TaccolaI soldi investiti al Sud? Prendono la via del Nord

Politica economica e uso dei fondi Ue

Per ogni 100 euro investiti nel sud Italia, ben 40 vanno a beneficio del Centro Nord, 10 vanno all’estero e solo 50 rimangono nelle regioni meridionali. Viceversa, per ogni 100 euro investiti nel Centro Nord, solo 4,7 vanno a beneficio del Mezzogiorno. Da questo dato è partito uno studio di Srm (centro studi sul Mezzogiorno del gruppo Intesa Sanpaolo) in collaborazione con Prometeia. In termini tecnici si chiama “effetto dispersione” e può essere visto in due modi: è un indice negativo, in quanto evidenzia come il tessuto economico e produttivo del Mezzogiorno – data la minore densità imprenditoriale rispetto al Centro Nord – non sia pienamente in grado di internalizzare gli effetti degli investimenti.

Per converso, però, continua lo studio, spostando l’attenzione dal solo Mezzogiorno al sistema Paese, questo significa che un investimento effettuato nel Mezzogiorno ha una rilevante caduta sul resto del Paese, alimentandone la domanda. «La logica di tutta la ricerca è comprendere quanto siano legate le filiere produttive nel Paese» dice Salvio Capasso, responsabile dellufficio studi sull’economia delle imprese e del territorio e dell’ufficio per il Mediterraneo di Srm.

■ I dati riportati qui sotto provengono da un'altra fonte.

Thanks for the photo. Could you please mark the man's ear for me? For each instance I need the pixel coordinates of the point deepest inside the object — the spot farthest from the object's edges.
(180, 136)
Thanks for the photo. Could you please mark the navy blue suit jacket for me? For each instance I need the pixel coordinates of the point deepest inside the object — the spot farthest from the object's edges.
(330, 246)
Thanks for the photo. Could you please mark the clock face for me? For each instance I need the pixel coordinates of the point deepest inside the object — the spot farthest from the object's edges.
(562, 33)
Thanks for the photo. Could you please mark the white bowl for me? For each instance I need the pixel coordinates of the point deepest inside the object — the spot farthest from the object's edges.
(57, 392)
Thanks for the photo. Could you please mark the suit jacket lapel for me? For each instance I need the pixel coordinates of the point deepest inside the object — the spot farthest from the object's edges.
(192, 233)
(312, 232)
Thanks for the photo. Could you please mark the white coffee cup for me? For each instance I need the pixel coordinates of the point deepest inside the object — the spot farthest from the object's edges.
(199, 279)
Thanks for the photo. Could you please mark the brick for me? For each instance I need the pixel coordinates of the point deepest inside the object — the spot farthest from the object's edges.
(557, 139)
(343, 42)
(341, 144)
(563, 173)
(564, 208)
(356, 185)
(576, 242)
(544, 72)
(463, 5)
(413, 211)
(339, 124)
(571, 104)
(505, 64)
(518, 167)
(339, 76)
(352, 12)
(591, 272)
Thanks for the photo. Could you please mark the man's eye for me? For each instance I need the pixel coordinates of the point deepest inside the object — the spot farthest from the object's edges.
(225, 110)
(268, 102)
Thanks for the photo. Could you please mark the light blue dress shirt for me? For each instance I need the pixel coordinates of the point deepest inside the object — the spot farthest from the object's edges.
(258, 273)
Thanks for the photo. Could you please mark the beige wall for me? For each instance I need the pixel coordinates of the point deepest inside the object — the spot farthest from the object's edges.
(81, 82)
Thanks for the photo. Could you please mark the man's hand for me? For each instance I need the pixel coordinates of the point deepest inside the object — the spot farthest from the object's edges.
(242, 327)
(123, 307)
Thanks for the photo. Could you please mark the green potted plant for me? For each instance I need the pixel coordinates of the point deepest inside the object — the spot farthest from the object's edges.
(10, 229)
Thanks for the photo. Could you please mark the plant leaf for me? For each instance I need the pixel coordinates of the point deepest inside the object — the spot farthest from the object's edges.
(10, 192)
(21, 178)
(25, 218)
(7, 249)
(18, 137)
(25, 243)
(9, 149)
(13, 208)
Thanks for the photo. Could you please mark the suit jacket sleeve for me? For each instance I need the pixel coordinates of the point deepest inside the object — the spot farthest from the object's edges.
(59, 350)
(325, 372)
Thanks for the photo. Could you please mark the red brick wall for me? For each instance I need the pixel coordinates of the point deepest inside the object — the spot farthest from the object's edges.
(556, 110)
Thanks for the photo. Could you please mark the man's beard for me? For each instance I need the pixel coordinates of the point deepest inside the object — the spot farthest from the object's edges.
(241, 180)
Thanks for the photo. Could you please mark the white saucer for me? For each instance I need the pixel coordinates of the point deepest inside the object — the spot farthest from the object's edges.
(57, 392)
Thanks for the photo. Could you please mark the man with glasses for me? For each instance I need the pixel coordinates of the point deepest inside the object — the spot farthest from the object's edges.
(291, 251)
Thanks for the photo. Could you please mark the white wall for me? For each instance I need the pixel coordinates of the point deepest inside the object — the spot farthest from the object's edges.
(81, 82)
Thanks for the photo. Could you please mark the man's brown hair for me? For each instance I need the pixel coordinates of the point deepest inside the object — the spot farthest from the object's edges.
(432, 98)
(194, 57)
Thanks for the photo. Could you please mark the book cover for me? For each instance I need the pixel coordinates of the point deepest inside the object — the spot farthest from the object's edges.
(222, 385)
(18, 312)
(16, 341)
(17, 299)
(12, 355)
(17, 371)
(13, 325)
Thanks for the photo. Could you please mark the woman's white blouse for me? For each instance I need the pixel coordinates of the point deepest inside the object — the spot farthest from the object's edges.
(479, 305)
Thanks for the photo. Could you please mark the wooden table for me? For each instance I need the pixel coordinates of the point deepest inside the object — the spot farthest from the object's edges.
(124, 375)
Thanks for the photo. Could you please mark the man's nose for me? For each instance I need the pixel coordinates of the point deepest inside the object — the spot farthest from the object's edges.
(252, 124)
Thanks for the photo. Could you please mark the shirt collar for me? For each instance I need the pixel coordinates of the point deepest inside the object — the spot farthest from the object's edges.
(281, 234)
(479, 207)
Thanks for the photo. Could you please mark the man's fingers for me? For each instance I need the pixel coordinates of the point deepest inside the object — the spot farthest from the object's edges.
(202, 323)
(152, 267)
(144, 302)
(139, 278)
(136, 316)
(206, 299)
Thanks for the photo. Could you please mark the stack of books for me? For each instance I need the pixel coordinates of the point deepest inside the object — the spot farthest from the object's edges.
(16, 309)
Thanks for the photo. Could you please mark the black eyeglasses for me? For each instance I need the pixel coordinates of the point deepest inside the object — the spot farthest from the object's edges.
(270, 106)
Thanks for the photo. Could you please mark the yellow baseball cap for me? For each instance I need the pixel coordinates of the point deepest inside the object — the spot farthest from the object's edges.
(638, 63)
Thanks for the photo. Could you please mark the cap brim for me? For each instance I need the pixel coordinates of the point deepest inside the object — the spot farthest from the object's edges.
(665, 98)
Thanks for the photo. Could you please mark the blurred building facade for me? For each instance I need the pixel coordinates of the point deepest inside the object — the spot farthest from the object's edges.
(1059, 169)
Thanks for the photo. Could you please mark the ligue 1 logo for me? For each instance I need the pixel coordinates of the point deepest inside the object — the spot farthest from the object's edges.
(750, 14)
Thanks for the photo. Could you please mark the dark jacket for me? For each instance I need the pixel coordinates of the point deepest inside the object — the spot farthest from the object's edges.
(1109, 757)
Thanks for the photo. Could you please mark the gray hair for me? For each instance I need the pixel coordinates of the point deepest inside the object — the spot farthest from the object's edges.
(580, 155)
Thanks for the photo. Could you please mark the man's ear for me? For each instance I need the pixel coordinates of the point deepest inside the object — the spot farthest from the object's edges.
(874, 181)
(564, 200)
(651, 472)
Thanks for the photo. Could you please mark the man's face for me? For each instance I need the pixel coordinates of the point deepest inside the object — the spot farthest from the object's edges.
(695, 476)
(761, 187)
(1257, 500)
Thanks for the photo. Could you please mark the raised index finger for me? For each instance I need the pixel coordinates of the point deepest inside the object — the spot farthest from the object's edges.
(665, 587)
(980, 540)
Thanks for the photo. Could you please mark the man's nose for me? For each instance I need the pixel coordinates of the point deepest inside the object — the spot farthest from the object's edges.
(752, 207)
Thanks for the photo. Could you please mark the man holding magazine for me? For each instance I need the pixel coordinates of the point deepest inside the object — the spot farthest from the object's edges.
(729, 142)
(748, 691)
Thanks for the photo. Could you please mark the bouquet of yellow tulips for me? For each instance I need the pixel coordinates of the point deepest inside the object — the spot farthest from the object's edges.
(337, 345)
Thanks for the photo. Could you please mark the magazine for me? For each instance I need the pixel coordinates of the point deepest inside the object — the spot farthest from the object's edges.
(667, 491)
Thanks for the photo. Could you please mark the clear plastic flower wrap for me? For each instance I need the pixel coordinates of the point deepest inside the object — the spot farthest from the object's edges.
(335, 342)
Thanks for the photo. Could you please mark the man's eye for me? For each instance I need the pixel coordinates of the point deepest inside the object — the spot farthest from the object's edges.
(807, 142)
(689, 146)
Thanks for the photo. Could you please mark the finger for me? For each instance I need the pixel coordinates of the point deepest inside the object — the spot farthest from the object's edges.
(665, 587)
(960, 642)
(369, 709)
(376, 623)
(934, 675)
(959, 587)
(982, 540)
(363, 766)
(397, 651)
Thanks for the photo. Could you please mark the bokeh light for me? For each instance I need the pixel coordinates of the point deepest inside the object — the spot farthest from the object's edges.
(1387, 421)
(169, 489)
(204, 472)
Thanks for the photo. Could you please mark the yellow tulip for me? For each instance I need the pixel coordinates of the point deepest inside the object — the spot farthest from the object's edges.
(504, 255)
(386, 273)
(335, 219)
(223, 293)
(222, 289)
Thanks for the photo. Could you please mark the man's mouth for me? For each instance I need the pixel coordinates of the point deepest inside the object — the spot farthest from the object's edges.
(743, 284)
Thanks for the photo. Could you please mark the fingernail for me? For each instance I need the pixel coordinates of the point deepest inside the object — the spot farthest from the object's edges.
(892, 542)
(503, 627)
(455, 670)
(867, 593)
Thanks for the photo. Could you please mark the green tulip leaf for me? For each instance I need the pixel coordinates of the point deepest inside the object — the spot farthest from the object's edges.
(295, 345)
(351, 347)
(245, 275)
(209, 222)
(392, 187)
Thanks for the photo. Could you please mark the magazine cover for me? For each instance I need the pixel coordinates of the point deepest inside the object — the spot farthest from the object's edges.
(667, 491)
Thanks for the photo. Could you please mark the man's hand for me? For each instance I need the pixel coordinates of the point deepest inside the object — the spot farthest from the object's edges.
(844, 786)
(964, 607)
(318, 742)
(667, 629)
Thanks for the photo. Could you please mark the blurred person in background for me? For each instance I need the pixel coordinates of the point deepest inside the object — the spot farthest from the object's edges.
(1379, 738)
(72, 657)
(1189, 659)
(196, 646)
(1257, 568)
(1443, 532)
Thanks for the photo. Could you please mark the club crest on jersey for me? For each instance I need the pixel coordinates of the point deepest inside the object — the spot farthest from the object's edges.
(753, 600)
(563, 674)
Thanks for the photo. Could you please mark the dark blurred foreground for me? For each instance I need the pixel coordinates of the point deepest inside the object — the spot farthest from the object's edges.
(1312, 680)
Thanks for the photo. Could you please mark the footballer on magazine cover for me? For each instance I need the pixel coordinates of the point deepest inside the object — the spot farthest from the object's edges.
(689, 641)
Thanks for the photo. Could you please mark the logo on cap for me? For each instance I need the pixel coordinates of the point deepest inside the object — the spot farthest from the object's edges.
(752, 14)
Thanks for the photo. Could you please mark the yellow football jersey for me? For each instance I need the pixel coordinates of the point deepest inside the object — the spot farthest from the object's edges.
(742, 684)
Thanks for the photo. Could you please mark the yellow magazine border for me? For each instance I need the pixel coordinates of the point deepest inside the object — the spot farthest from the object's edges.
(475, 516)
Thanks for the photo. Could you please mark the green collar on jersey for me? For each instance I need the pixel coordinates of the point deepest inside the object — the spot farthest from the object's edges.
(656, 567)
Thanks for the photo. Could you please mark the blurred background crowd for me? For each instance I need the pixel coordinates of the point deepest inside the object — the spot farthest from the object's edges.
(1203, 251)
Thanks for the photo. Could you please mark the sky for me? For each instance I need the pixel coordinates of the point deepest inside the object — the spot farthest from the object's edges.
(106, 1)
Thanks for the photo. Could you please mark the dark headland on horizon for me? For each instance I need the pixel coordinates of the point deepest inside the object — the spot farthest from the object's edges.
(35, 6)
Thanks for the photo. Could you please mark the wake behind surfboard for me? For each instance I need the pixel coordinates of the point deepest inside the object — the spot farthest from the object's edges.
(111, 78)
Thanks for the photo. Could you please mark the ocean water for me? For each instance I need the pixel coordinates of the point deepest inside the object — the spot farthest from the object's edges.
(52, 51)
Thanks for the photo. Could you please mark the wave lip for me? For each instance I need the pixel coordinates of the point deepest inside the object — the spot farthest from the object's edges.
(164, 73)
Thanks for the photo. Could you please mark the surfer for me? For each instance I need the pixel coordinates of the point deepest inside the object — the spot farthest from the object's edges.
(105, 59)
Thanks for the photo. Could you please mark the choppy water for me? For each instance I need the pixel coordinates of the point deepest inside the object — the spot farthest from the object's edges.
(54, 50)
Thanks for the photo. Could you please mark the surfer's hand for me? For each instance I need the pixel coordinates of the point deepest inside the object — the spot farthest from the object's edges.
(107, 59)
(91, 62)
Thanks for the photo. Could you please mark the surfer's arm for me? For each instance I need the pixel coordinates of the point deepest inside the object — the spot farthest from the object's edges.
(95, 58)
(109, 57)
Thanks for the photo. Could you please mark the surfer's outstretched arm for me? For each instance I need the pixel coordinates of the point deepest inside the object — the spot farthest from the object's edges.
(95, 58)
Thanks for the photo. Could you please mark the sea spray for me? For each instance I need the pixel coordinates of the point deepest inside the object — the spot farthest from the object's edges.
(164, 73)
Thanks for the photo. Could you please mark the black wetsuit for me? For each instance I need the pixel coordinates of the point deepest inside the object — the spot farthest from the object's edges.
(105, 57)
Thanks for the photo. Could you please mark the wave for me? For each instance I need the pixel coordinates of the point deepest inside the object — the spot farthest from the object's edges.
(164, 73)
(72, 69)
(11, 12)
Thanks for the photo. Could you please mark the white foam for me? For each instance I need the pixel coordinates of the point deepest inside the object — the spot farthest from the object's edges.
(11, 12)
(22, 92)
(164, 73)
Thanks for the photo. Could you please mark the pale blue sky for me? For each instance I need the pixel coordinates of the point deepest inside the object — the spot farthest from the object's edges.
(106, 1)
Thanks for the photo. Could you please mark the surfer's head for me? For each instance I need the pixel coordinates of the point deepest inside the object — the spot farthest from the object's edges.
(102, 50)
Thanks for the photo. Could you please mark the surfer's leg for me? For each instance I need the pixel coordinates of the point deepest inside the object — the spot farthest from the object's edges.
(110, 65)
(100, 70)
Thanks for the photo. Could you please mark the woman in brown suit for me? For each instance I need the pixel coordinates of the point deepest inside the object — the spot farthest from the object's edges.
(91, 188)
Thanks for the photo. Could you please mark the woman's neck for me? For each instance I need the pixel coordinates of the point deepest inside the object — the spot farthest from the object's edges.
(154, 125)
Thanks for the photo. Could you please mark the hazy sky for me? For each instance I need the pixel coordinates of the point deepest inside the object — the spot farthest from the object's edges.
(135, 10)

Per capire meglio il meccanismo, immaginiamo di investire 100 euro in una attività per la produzione di salsa di pomodoro. Dovremo acquisire materiali e risorse dal Centro-Nord per un valore pari a 40 euro, e dall’estero per un valore di 10 euro. Solo 50 euro sono attivate (o se si vuole trattenute) nel Meridione.

Perché esiste questo effetto di dispersione? «Il Sud da una parte è meno denso di imprese – risponde Capasso -. Dall’altra, soprattutto in settori come il tessile, ha poche aziende nella parte finale delle filiere e molte tra i terzisti», che generano un valore aggiunto minore dei produttori finali.

«Queste sono medie, che nascondono forti differenze tra i settori – continua Capasso -. Nei settori non manifatturieri, come le costruzioni, l’agricoltura e l’energia, rimane molto sul territorio. Viceversa, nel manifatturiero, filiere come quelle del tessile e dell’agroalimentare nella media vedono una redistribuzione maggiore nel resto del Paese e all’estero. Ma anche nel manifatturiero ci sono settori più “endogeni”: nella logistica, l’aeronautica e l’agroalimentare i benefici rimangono maggiormente nel territorio».  

Fonte: Srm

Lo studio, aggiunge Capasso, dà dati che possono servire a modulare le scelte di politica economica. «Il policy maker deve tenere conto del giusto mix di investimenti: se si vuole attivare una domanda nel breve periodo sul territorio, avendo un impatto veloce e immediato, si dovrà investire in settori come quello delle costruzioni. Se invece si investirà sul manifatturiero, che ha un impatto importante sull’occupazione, si dovrà tenere presente anche l’effetto maggiore di dispersione».

Questa consapevolezza degli effetti degli investimenti deve valere soprattutto quando si parla di risorse Ue. «Sappiamo che questi fondi europei hanno un grande impatto, e un effetto doppio – spiega il responsabile della ricerca -: producono uno sviluppo per il Mezzogiorno e hanno un effetto positivo per il resto del sistema Paese, anche nel breve periodo, perché producono un aumento della domanda per le imprese del Centro Nord. Sarebbe quindi utile usarli al meglio».

L’effetto di dispersione, aggiunge Capasso, è risaputo, sia a livello di economisti (la Banca d’Italia qualche anno fa fece degli studi analoghi) sia a livello politico, sebbene non sia quasi presente nel dibattito tra i partiti. Se non a posteriori, per certificare il fallimento dell’uso dei fondi europei. «Sappiamo che gli effetti non sono stati positivi come in altri Paesi – conclude l’economista -, per la quantità di risorse immesse bisognava avere dei risultati migliori. Per questo molte cose vanno migliorate nella valutazione di quel che serve davvero alle imprese e ai territori».